Moulon de la Chesnaye

Lors du réveil de la Loge des Neuf Soeurs après la Révolution, Moulon de la Chesnaye en fut, en fin 1805 et début 1806, le premier Vénérable. Il composa des stances sur ce réveil.

Au Tableau mentionné plus haut, il est désigné comme juge suppléant, membre de la Société académique des sciences de Paris.

Il fut un collaborateur régulier des Annales maçonniques, qui ont également publié de lui un Discours sur les banquets (T. 4, pp. 217-223) prononcé aux Neuf Soeurs le 31 mars 1806, un impromptu à Cambacérès (T. 5, p. 80) en 1807, également aux Neuf Soeurs, et (T. 5, p. 134) d'obséquieusement courtisans Couplets à la Loge de Ste-Joséphine, le jour de la dédicace de son temple.

On trouve également de lui un chant gallique, intitulé Diex el volt, aux pp. 141-2 de la Lyre maçonnique pour 1813.

C'est lui qui prononça aux Neuf Soeurs l'éloge funèbre de Dalayrac.
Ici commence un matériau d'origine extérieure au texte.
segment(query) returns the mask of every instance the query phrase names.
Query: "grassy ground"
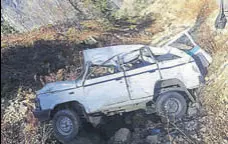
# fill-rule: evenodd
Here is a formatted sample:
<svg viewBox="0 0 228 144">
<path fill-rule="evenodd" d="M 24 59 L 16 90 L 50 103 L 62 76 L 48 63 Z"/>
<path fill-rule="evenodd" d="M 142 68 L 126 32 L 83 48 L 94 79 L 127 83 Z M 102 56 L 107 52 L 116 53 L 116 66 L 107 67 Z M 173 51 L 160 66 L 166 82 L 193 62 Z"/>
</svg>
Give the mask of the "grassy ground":
<svg viewBox="0 0 228 144">
<path fill-rule="evenodd" d="M 47 139 L 50 141 L 48 136 L 50 136 L 51 129 L 47 125 L 39 125 L 31 113 L 34 107 L 34 91 L 38 88 L 36 83 L 33 83 L 33 81 L 35 81 L 33 75 L 35 75 L 35 72 L 39 71 L 39 69 L 30 71 L 26 69 L 27 67 L 25 65 L 29 63 L 28 67 L 32 65 L 35 67 L 40 66 L 40 64 L 35 65 L 37 63 L 33 63 L 36 60 L 40 60 L 36 59 L 37 55 L 35 53 L 39 51 L 45 53 L 45 49 L 47 49 L 46 52 L 48 53 L 51 49 L 56 48 L 56 51 L 62 52 L 66 56 L 75 55 L 75 57 L 70 56 L 68 59 L 78 59 L 79 55 L 77 52 L 74 52 L 73 49 L 79 48 L 78 50 L 81 50 L 87 47 L 84 40 L 90 37 L 96 39 L 97 43 L 94 45 L 96 47 L 132 43 L 149 44 L 151 41 L 156 43 L 159 38 L 174 32 L 175 27 L 180 28 L 183 26 L 183 23 L 186 24 L 186 26 L 190 26 L 194 24 L 197 19 L 195 25 L 196 29 L 193 33 L 194 37 L 197 38 L 197 43 L 213 56 L 213 63 L 209 68 L 209 74 L 206 78 L 207 83 L 200 96 L 203 109 L 205 110 L 205 115 L 201 118 L 202 125 L 205 129 L 199 133 L 202 135 L 204 143 L 227 143 L 228 29 L 226 28 L 223 31 L 214 29 L 214 19 L 217 15 L 217 11 L 214 11 L 214 3 L 210 2 L 209 5 L 203 5 L 205 4 L 203 2 L 207 3 L 208 1 L 205 0 L 198 3 L 196 0 L 191 0 L 189 1 L 191 5 L 189 3 L 177 5 L 179 8 L 186 8 L 185 12 L 190 15 L 189 17 L 181 13 L 181 11 L 175 11 L 177 8 L 175 6 L 170 13 L 166 13 L 167 18 L 163 19 L 160 17 L 161 14 L 155 14 L 157 21 L 146 24 L 142 30 L 143 32 L 137 31 L 135 24 L 119 27 L 104 21 L 85 21 L 81 23 L 82 29 L 74 26 L 69 26 L 65 29 L 56 26 L 47 26 L 29 33 L 11 34 L 1 37 L 1 55 L 3 56 L 1 57 L 1 63 L 3 64 L 1 67 L 4 66 L 3 68 L 10 72 L 10 78 L 6 79 L 5 83 L 1 85 L 1 143 L 32 144 L 45 143 Z M 158 8 L 161 7 L 159 3 L 157 3 L 157 5 Z M 193 5 L 197 6 L 194 7 Z M 197 11 L 194 11 L 195 8 Z M 184 18 L 184 22 L 178 19 L 180 17 Z M 164 24 L 167 21 L 170 23 L 167 25 Z M 170 25 L 172 30 L 170 30 Z M 15 63 L 15 60 L 13 60 L 15 56 L 14 50 L 19 48 L 23 48 L 21 53 L 25 54 L 21 55 L 21 58 L 16 59 L 16 61 L 21 62 L 24 57 L 29 57 L 29 62 Z M 9 49 L 10 51 L 8 51 Z M 72 49 L 72 51 L 68 51 L 70 49 Z M 26 55 L 27 53 L 29 53 L 29 55 Z M 55 51 L 54 54 L 59 55 L 59 53 L 55 53 Z M 41 55 L 43 55 L 43 53 L 41 53 Z M 56 57 L 53 58 L 56 61 Z M 32 59 L 34 59 L 34 61 L 32 61 Z M 41 57 L 41 59 L 43 59 L 43 57 Z M 58 60 L 59 59 L 57 59 L 57 61 Z M 5 61 L 10 63 L 4 65 L 6 64 Z M 71 63 L 69 62 L 69 66 L 72 65 L 73 62 L 77 62 L 75 67 L 80 66 L 77 60 L 73 60 Z M 52 62 L 50 63 L 53 64 Z M 15 64 L 15 66 L 12 67 L 10 64 Z M 20 67 L 17 67 L 17 65 Z M 22 66 L 25 66 L 25 68 Z M 23 71 L 23 69 L 25 69 L 25 71 Z M 47 71 L 44 76 L 50 77 L 50 74 L 57 76 L 61 69 L 65 68 L 61 66 L 55 67 L 53 71 Z M 20 70 L 20 73 L 17 73 L 17 70 Z M 28 72 L 31 76 L 26 76 Z M 2 73 L 8 73 L 8 71 L 2 71 Z M 25 79 L 28 80 L 27 83 L 29 84 L 23 81 L 24 77 L 21 77 L 19 81 L 13 81 L 14 79 L 12 77 L 14 74 L 22 74 L 25 76 Z M 2 76 L 3 74 L 1 74 L 1 77 Z M 6 74 L 4 76 L 8 75 Z M 11 91 L 13 93 L 10 93 Z M 51 143 L 55 142 L 54 140 Z"/>
</svg>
L'ouvrage Les supercheries littéraires de Quérard le désigne comme professeur de belles-lettres à Caen et membre de la Société académique de Paris, mais l'accuse d'avoir fait oeuvre de plagiaire en publiant sous son nom à Caen en 1819 l'opuscule Antonin déjà  publié en 1787 à Paris sous le même titre par P.-Alph. Guys (1755-1812), diplomate et littérateur (selon le même Quérard dans la France littéraire), en se contentant d'y ajouter une nouvelle préface, où il dit que cet ouvrage, inspiré par le sentiment, a coulé sans peine de sa plume.
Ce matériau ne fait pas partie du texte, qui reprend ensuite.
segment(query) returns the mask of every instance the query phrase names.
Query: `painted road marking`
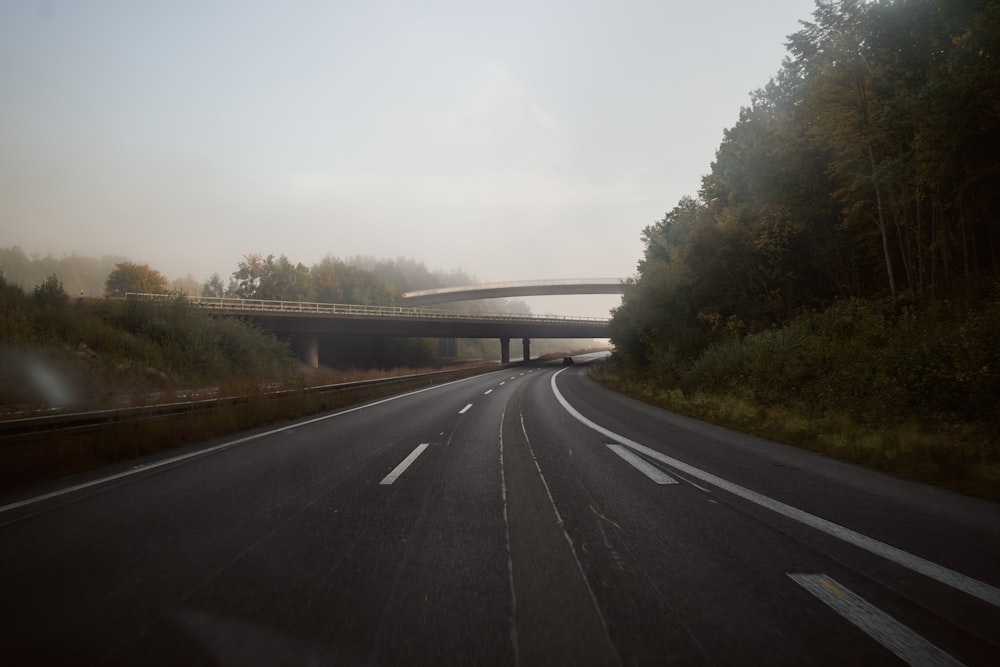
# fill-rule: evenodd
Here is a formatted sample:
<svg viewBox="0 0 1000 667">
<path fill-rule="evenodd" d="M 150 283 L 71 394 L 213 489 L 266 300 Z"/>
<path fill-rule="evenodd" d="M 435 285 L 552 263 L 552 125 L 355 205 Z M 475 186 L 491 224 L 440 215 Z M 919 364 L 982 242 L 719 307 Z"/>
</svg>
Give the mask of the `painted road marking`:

Cette affirmation est cependant sujette à caution, puisque le Dictionnaire historique de la France de Lalanne considère (p. 1329) que Moulon de la Chesnaye n'est qu'un pseudonyme dudit Guys.

Un Jean-Baptiste-Maximilien Moulon de la Chesnaye est donné par Le Bihan comme né en 1760, ancien officier d'infanterie au Régiment de Touraine et membre en 1788 de la Loge Le Désir. Il nous semble peu probable que ce soit le même.